FYI, there's an open letter requesting a 6-month pause on AI development
<https://futureoflife.org/open-letter/pause-giant-ai-experiments/>, with
reasonable arguments (in my opinion) and signed by several big names too.
The basic rationale, as I understand it, is that similar to human
cloning, human germline modification, gain-of-function research and other
world-changing and potentially dangerous technologies, there should be some
kind of procedure to ensure that safety keeps pace with development, which
the current AI race is not allowing.


On Sun, Mar 19, 2023 at 5:20 AM Kimmo Virtanen <kimmo.virta...@wikimedia.fi>
wrote:

> Or, maybe just require an open disclosure of where the bot pulled from and
>> how much, instead of having it be a black box? "Text in this response
>> derived from: 17% Wikipedia article 'Example', 12% Wikipedia article
>> 'SomeOtherThing', 10%...".
>
>
> Current (ie. ChatGPT) systems doesn't work that way, as the source of
> information is lost in the process when the information is encoded into the
> model.
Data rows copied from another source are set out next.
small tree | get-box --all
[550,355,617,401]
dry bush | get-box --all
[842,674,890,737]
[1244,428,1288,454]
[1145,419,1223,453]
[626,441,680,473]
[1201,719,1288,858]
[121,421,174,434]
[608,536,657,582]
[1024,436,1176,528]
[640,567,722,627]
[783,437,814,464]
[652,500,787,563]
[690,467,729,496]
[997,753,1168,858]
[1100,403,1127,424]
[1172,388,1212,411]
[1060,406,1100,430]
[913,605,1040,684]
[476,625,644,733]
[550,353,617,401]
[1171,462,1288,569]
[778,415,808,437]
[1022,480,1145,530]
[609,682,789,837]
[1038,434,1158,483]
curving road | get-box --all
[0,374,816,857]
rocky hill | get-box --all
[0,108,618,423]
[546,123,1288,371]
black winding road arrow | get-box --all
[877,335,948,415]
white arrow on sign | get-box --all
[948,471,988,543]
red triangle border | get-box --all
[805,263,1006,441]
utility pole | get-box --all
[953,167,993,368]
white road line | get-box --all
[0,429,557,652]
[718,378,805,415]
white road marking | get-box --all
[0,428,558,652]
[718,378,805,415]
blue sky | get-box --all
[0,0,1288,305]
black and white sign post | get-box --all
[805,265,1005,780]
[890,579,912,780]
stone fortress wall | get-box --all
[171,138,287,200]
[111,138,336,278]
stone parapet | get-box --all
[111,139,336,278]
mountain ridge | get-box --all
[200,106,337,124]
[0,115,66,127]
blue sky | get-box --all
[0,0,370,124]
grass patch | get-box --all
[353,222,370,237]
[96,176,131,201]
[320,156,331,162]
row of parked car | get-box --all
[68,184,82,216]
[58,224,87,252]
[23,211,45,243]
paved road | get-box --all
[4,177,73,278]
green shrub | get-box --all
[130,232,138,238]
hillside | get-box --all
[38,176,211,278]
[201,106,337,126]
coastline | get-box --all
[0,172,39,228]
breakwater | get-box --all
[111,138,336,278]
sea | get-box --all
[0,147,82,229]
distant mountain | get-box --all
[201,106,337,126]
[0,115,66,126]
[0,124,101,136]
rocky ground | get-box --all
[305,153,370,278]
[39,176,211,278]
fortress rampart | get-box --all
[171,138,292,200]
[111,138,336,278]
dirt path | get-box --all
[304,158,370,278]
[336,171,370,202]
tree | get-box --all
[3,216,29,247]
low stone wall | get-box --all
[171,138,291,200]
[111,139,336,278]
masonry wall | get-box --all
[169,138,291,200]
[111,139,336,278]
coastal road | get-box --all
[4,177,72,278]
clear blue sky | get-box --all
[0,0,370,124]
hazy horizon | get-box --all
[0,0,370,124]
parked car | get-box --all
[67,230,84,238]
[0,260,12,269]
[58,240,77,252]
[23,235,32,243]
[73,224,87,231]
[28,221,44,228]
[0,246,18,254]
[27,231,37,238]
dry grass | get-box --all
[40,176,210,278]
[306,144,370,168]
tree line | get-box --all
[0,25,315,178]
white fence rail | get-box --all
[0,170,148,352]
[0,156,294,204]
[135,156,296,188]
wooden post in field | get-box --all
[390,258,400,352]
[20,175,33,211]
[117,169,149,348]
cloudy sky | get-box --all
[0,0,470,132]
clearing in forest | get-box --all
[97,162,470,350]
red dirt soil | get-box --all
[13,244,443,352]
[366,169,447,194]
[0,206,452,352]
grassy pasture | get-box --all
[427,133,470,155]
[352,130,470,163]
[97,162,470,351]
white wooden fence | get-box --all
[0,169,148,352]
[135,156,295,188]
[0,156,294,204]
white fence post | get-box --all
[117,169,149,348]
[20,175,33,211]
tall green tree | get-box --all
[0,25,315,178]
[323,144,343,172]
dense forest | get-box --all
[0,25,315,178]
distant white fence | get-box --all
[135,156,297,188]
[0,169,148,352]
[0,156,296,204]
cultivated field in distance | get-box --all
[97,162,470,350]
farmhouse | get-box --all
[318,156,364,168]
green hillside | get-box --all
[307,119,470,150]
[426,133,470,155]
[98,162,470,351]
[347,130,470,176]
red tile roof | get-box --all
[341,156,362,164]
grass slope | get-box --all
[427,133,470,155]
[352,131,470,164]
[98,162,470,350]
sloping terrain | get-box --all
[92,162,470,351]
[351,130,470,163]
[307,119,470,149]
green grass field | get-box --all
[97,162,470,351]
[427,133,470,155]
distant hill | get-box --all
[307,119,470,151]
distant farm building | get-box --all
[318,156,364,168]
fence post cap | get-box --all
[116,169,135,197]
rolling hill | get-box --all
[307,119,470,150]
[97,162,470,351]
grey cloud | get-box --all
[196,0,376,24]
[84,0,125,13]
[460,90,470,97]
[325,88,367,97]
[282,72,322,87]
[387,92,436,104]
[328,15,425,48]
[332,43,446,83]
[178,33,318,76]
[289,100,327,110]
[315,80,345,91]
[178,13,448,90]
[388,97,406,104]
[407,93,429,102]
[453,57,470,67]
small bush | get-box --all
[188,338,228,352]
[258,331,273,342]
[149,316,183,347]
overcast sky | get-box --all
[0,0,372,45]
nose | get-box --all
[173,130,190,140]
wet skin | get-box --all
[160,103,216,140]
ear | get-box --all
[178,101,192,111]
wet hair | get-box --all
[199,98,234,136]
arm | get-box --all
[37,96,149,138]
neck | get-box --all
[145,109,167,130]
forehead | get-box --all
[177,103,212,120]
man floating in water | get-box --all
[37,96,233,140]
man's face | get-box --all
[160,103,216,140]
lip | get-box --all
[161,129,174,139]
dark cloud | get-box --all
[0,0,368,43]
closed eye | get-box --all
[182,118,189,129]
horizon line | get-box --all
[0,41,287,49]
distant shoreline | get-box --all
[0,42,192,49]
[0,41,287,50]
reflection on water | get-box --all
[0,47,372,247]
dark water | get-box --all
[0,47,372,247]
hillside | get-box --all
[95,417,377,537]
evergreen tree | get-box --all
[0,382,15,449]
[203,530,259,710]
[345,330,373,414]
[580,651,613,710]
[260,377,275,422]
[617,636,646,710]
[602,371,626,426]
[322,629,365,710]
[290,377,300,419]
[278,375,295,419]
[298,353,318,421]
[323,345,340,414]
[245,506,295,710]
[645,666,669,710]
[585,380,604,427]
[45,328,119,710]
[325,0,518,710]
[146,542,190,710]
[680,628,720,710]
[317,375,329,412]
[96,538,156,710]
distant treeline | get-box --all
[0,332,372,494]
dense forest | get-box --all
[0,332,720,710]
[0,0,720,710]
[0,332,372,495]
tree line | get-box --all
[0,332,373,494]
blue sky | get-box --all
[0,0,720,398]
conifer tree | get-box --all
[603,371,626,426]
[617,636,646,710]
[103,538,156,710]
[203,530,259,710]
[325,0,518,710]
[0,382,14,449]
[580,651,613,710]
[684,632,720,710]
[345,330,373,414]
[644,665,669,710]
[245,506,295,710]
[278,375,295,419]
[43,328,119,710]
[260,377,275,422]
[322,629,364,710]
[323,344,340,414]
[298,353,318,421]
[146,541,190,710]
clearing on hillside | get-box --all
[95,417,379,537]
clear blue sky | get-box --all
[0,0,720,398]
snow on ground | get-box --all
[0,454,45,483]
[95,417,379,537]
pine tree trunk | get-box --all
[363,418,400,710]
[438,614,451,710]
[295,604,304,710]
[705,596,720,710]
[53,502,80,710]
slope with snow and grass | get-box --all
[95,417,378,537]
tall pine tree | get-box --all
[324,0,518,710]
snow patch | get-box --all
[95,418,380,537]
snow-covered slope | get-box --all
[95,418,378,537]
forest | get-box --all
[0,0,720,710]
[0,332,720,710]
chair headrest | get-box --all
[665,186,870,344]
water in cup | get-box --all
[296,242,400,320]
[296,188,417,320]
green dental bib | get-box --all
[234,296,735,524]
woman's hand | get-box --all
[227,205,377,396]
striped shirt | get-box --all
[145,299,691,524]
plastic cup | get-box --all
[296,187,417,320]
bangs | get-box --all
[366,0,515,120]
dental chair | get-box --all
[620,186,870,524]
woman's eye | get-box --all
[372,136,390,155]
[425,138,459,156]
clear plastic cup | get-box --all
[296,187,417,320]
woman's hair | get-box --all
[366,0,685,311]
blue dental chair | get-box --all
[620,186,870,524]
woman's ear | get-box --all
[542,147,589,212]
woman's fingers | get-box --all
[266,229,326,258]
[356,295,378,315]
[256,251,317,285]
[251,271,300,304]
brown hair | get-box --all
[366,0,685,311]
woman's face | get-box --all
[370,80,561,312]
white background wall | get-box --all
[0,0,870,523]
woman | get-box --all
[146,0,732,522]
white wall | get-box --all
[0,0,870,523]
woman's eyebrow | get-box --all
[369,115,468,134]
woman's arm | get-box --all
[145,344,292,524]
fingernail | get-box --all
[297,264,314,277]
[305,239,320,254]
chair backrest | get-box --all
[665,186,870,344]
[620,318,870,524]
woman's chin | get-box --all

The model is just a network of probabilities, and it is highly
> compressed compared to the original data. We are missing the point if we
> believe it is a copy of source data and not a tool to interact with
> information using natural languages.
>
> Soon, tools can retrieve data from external sources and write answers
> based on them[1]. For example, in the Wikipedia context, this would be to
> use a search engine to find information automatically, summarize findings,
> and generate references for the results. Or vice versa, retrieve
> information from Wikipedia or Wikidata. Then we will get source data, too,
> but the LLM model's internal reasoning will still be fuzzy.
>
> [1] https://interconnected.org/home/2023/03/16/singularity
>
> Br,
> -- Kimmo Virtanen
>
>
> On Sun, Mar 19, 2023 at 8:24 AM Todd Allen <toddmal...@gmail.com> wrote:
>
>> Or, maybe just require an open disclosure of where the bot pulled from
>> and how much, instead of having it be a black box? "Text in this response
>> derived from: 17% Wikipedia article 'Example', 12% Wikipedia article
>> 'SomeOtherThing', 10%...".
>>
>> On Sat, Mar 18, 2023 at 10:17 PM Steven Walling <steven.wall...@gmail.com>
>> wrote:
>>
>>>
>>>
>>> On Sat, Mar 18, 2023 at 3:49 PM Erik Moeller <eloque...@gmail.com>
>>> wrote:
>>>
>>>> On Fri, Mar 17, 2023 at 7:05 PM Steven Walling <
>>>> steven.wall...@gmail.com> wrote:
>>>>
>>>> > IANAL of course, but to me this implies that responsibility for the
>>>> *egregious* lack
>>>> > of attribution in models that rely substantially on Wikipedia is
>>>> violating the Attribution
>>>> > requirements of CC licenses.
>>>>
>>>> Morally, I agree that companies like OpenAI would do well to recognize
>>>> and nurture the sources they rely upon in training their models.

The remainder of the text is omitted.